Azurity Pharmaceuticals continues its win streak as it bags another approval from the FDA
05 Sep 2022
Drug Review
Massachusetts-based Azurity Pharmaceuticals has been doing well this year in getting its products past FDA approval, and the company is looking to continue that trend Friday.
According to the privately held company, the FDA approved its latest treatment, Konvomep, designed to treat gastric ulcers as well as reduce the risk of upper gastrointestinal bleeding in adults. The treatment itself is a combination of omeprazole, a proton pump inhibitor, and sodium bicarbonate. So far, regulators have only approved it for adults, as the effectiveness in pediatric patients has not been established.
The company stated that the drug will launch commercially starting in Q1 of next year.
“Patients are our priority, and our purpose is to bring them new formulations that help them benefit from established medicines. Konvomep may give patients, particularly patients with difficulty swallowing pills or capsules, an option for treatment tailored to their needs,” Azurity CEO Richard Blackburn said in a statement.
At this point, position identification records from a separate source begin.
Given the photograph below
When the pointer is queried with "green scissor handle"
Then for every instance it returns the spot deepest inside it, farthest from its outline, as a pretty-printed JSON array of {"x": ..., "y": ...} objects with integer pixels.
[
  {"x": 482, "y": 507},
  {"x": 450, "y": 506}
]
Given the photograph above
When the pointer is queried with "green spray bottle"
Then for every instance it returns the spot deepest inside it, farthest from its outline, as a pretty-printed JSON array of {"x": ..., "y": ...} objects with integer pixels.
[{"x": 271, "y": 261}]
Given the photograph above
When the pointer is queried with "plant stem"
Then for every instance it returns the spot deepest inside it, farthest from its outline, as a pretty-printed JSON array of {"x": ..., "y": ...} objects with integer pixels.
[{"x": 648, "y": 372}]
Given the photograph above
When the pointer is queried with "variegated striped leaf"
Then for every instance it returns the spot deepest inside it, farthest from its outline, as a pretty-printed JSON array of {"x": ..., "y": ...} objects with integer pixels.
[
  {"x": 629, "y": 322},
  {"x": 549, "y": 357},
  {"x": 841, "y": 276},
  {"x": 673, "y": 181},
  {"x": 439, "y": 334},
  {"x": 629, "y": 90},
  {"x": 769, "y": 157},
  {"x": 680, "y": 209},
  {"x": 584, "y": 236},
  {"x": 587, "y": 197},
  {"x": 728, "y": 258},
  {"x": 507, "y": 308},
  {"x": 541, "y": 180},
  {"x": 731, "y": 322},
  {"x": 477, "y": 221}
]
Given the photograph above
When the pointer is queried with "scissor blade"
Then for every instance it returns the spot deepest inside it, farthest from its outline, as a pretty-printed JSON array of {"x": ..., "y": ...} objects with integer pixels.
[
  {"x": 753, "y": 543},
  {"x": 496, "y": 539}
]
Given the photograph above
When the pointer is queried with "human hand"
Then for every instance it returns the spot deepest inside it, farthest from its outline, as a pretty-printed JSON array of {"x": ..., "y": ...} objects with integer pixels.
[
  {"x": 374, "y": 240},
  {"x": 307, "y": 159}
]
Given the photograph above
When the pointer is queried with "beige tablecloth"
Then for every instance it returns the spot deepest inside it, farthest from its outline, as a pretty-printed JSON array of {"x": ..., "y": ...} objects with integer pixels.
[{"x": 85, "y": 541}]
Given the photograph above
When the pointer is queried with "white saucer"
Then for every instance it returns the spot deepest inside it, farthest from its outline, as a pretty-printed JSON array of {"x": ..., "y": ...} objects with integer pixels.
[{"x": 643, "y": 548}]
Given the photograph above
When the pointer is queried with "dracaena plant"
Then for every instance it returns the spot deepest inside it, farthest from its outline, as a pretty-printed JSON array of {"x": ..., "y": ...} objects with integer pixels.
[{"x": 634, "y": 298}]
This is not the only win the company has managed to bag this year. In July, the FDA approved an oral liquid formulation of the drug zonisamide that was originally produced by Eton Pharmaceuticals. That nod gave Azurity the ability to market the treatment, now called Zonisade, as an adjunctive therapy for treating partial seizures in adults and kids 16 years and older who have epilepsy. The green light also came after three double-blind and placebo-controlled clinical studies of the drug were conducted.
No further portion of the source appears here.